そんな部下を見るにつけ、A部長の頭をよぎるのは、かつての部下C君のことだ。

 C君は、B君と違って、ノルマ達成に向けてがむしゃらになって頑張るといった感じではなく、わりといつも淡々としていた。初めのうちはノルマを達成できないこともよくあったが、2~3年経つと急激に力をつけて、頼もしい部下に育ってくれた。今では別の部署で力を発揮している。

「B君とC君で何が違うのか。なぜB君は伸び悩み、C君は伸びていったのか。B君を成長軌道に乗せるには、いったいどうしたらいいのか」

 A部長はB君の育成方法を巡って解決策を見い出せずにいたのである。

「伸びる部下」と「伸びない部下」では
 目標の持ち方が違う

 そこで私は、A部長にC君が伸びていった時の目標の持ち方を振り返りながら、B君の目標の持ち方に着目するようにアドバイスした。

(目標の持ち方の違いによって、「伸びる部下」と「伸び悩む部下」、あるいは「頼もしい部下」と「頼りない部下」を見分けるヒントがあるかもしれない……)

 その後、A部長と会うと、「違いがわかりましたよ」と目を輝かせて私に報告してくれた。それを聞きながら、2人の目標の持ち方をめぐって話し合っていくうちに、B君とC君では、次のような違いがあることがはっきりしてきた。

 B君は、ノルマ達成のために売り上げの数字をとにかく上げることにこだわる。そのため即効性のある攻略法を求めて、日頃熱心に手に取っている資料や本も、上手くいくためのハウツーものばかり。目の前の数字を上げるのに直接役立つテクニックへの関心が強く、その習得に非常に熱心なのだった。

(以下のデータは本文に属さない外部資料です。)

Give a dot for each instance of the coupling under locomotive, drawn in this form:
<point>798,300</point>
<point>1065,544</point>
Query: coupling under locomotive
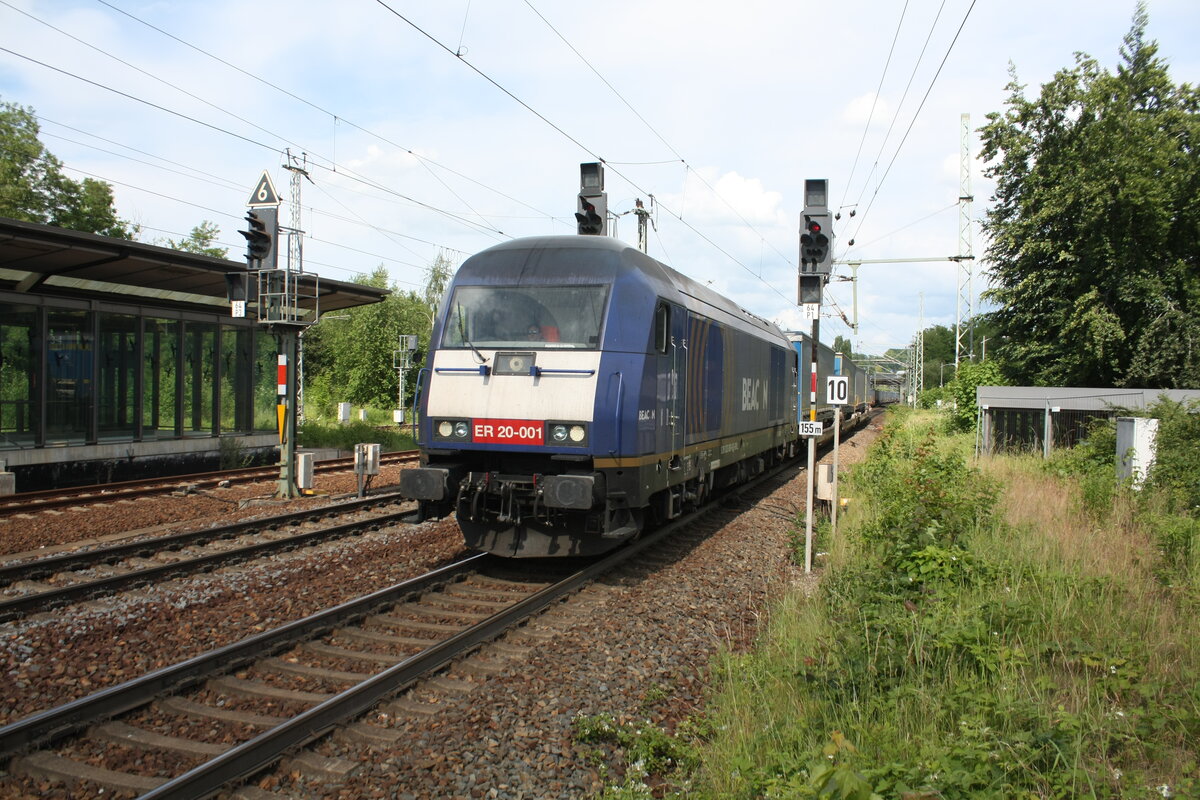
<point>577,389</point>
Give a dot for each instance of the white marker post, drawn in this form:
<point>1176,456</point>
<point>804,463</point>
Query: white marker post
<point>838,391</point>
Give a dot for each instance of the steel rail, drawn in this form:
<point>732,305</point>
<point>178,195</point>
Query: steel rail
<point>54,723</point>
<point>87,558</point>
<point>255,755</point>
<point>40,601</point>
<point>124,489</point>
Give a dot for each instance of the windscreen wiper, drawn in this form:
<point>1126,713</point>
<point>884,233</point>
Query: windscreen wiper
<point>462,332</point>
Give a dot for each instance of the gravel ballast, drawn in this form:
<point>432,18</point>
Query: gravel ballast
<point>635,647</point>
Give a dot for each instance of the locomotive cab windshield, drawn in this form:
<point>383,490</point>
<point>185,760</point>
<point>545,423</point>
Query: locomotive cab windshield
<point>527,317</point>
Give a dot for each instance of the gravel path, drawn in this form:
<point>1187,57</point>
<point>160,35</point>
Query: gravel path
<point>635,647</point>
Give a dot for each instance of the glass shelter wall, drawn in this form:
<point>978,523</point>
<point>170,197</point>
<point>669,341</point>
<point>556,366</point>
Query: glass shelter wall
<point>19,408</point>
<point>78,377</point>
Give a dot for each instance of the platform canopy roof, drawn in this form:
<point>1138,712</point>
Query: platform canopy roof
<point>49,260</point>
<point>1073,398</point>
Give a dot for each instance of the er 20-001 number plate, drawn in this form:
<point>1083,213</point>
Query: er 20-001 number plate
<point>508,432</point>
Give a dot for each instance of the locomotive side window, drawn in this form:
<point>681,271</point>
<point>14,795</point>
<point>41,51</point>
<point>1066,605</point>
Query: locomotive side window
<point>528,317</point>
<point>661,328</point>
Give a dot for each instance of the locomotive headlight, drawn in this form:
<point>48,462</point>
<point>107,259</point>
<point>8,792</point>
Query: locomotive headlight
<point>569,434</point>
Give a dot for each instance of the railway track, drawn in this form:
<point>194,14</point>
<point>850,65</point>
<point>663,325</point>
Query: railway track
<point>48,499</point>
<point>291,686</point>
<point>327,669</point>
<point>138,563</point>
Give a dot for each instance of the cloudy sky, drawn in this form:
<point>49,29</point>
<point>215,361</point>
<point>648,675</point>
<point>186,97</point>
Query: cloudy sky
<point>451,125</point>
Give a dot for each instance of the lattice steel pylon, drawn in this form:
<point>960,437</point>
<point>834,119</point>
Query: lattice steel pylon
<point>966,257</point>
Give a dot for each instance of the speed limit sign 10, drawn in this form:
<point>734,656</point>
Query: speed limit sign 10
<point>838,390</point>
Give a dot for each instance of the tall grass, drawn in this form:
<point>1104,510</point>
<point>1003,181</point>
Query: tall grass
<point>982,631</point>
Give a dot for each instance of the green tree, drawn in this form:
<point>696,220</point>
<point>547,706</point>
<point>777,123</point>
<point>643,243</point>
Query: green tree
<point>1095,226</point>
<point>199,241</point>
<point>33,187</point>
<point>437,277</point>
<point>348,356</point>
<point>961,391</point>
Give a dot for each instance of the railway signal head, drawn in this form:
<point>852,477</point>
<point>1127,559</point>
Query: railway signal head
<point>815,246</point>
<point>591,217</point>
<point>261,239</point>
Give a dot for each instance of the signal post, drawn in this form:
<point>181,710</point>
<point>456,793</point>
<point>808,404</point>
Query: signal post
<point>273,296</point>
<point>816,263</point>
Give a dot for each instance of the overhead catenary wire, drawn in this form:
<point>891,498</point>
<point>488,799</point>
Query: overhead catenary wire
<point>575,142</point>
<point>917,113</point>
<point>867,126</point>
<point>335,116</point>
<point>659,136</point>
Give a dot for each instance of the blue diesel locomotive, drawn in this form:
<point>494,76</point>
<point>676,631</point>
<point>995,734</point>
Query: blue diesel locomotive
<point>577,389</point>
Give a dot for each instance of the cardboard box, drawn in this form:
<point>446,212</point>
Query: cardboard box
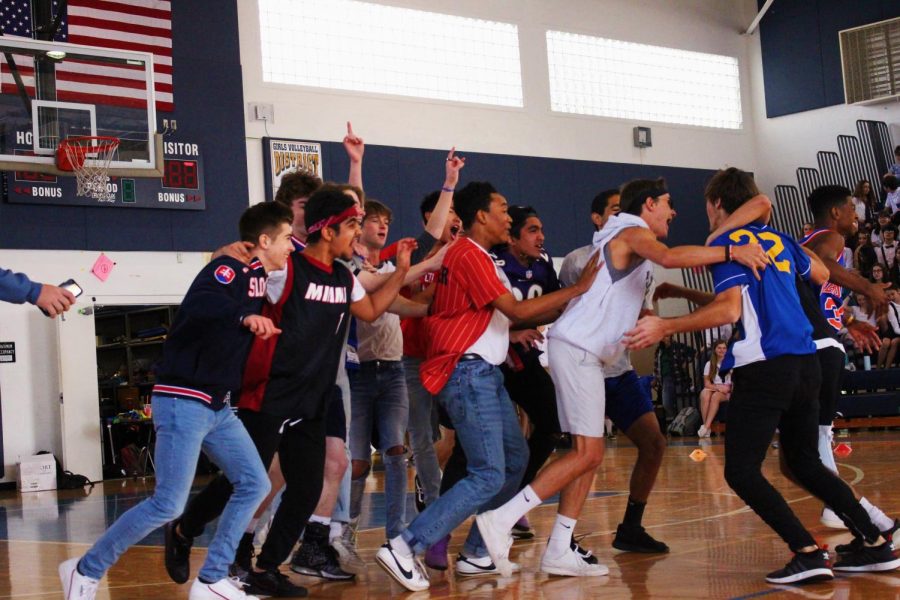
<point>37,473</point>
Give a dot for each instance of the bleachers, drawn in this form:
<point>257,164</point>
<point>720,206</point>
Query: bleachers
<point>870,399</point>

 一方でB君は幅広い知識を増やしたり、深く考えたりするのを怠っているために、知識の幅の狭さや思考の深みのなさを感じさせるのだとわかった。

 また、B君は即効性のあるテクニックばかりを仕込もうとするあまり、知識に汎用性が乏しく、状況がちょっとでも違うと応用が利かない。それが新規案件に対する弱さにつながり、頼りなさを感じさせたりする要因になっていたのだということもわかってきた。

 それに対してC君は、目先の数字を目の色を変えて追いかけるといった感じはまったくなく、「営業について学びたい」「営業力をつけたい」という意欲が非常に強かったのである。

 そしてC君は「営業についてあらゆることを学びたい」と思っているようであり、営業に関する基本的知識や理論について解説した本や資料を熱心に読んだり、様々な具体例を元に営業のポイントを説く本や資料まで幅広く目を通したりしていた。

 A部長は、研修時の様子を振り返ってみても、2人の質問の内容がまさに対照的だったことに気づいた。

 B君は即効性のあるテクニックを求め、ハウツーに関する質問をしていたのに対して、C君は営業に関する理論的な背景についての質問が目立った。両者からわかるのは、学びの深さが違うということだ。